Being saved from the scourges of aging myself, I am not sure if any human being can keep the countenance and “selfness” of his youth and middle years so deep into old age. Perhaps men can be more successful in such indolent ambition since a few salient features—a beak of a nose such as mine, perhaps, or a mighty mustache—can stand in for the missing person the way a caricaturist’s bold, cruel lines stand in for reality. But for women, alas, the ravages and betrayals of time are much more cruel.

You were seven days away from your 91st birthday on that first day of April 1933, when Paha Sapa visited you, my dearest.

Only you—the Libbie that I had known and loved and made love to and dreamt of even in my death sleep —that you was not there.

You were dressed in crepey widow’s black (with some sort of cream-colored cloth at your throat, attached by a brooch from another century, my century), which seemed absurd to me fifty-seven years after the unlucky day that made you a widow.

Your hands, your lovely, soft, slender-fingered, smooth-skinned, loving Libbie hands, were now liver-spotted, tendoned, arthritis-swollen and contorted claws. The nails were yellow with age, like an old man’s toenails.

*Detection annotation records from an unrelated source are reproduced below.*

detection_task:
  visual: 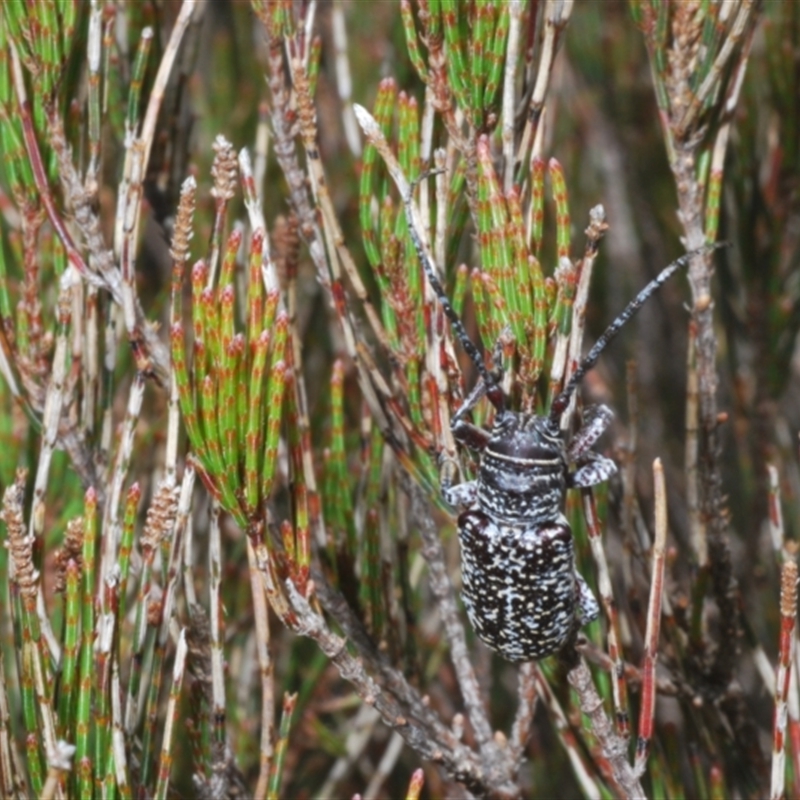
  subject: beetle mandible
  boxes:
[404,173,720,662]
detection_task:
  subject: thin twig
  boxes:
[634,458,667,775]
[567,658,646,800]
[770,560,797,800]
[409,485,492,748]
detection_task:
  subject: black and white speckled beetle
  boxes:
[405,182,706,661]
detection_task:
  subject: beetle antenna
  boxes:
[403,170,504,411]
[550,242,730,423]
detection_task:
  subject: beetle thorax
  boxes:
[478,411,567,526]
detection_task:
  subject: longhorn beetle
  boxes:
[404,173,720,661]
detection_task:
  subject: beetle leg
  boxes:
[442,481,478,508]
[567,406,614,462]
[567,451,617,489]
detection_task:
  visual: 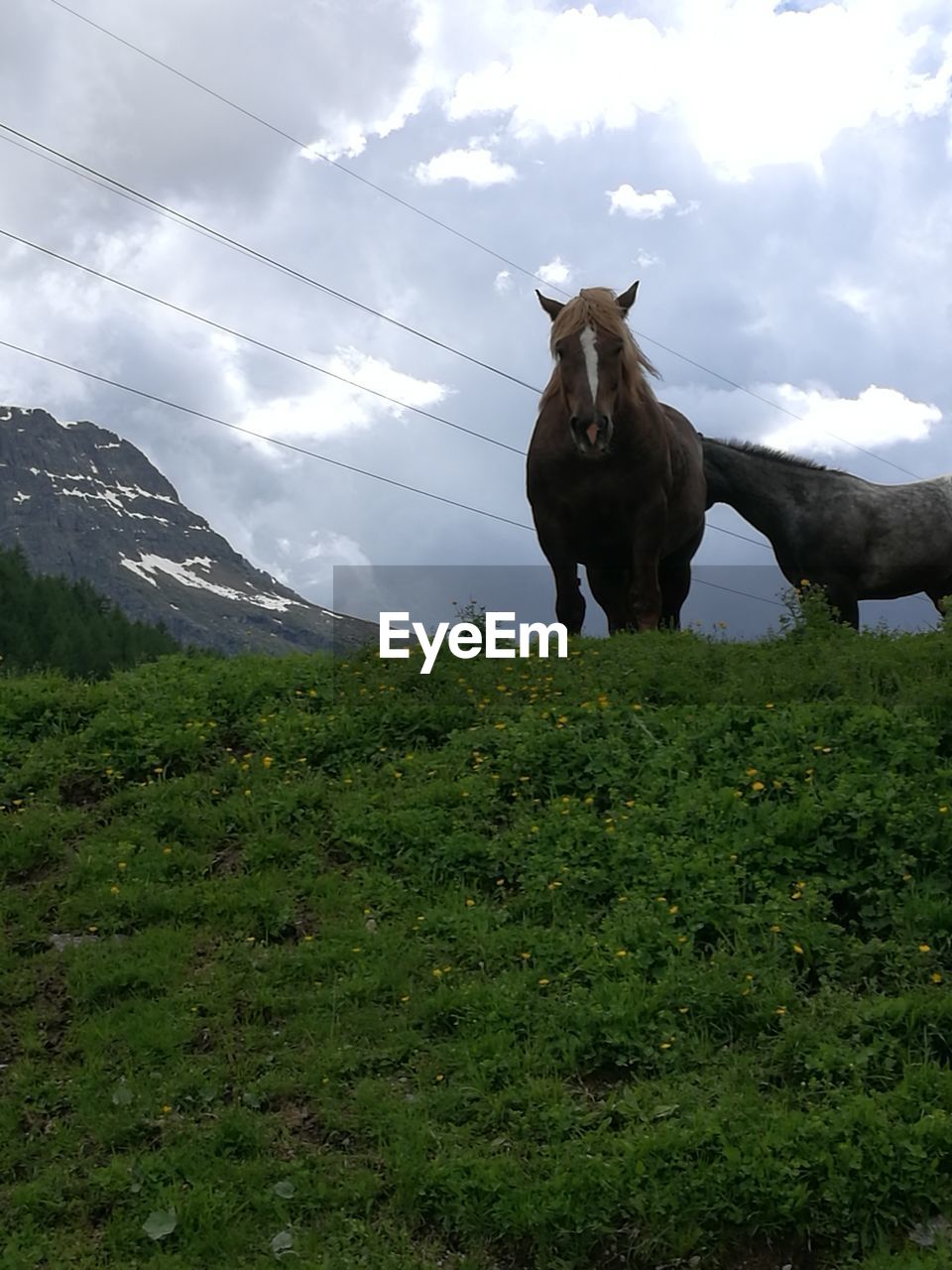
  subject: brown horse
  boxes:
[526,282,707,635]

You made no move to offer your hand to Paha Sapa and this relieved both of us. Even though Paha Sapa’s looking-into-vision skills seemed to have waned in recent years, neither he nor I wanted to take the risk of any physical contact between him and you. At one time, years ago, when I first became aware of where and what I had become after my death at the Little Big Horn, I had fantasies of Paha Sapa going east and deliberately touching you so that my ghost-self might leave the aging Indian and dwell in and with you for the rest of our lives (yours and mine, I mean, my darling). How wonderful and intimate our silent conversations might have been over those last years. How that might have assuaged your loneliness and my own. But then I realized that I was not a ghost, nor a soul waiting to travel to Heaven (as I had preferred to think upon discovering my place in Paha Sapa’s mind), and the fantasy died with that revelation.

Your face was very, very pale and the blush or whatever the makeup on your cheeks was called only made the truth of the paleness—like rouge on a corpse—more painfully obvious. All of the newspaper and magazine accounts of you over the years had stressed how much more youthful than your chronological age you looked, and based on the few photographs Paha Sapa had seen—you at age 48, age 65, age 68—that had once been true. The smile and eyes and curls on the forehead (from dyed hair?) had indeed looked similar, if not the same. But now age had erased those vestiges of my Libbie’s continuity and beauty the way an angry schoolboy might draw a wet eraser over a chalk-filled blackboard.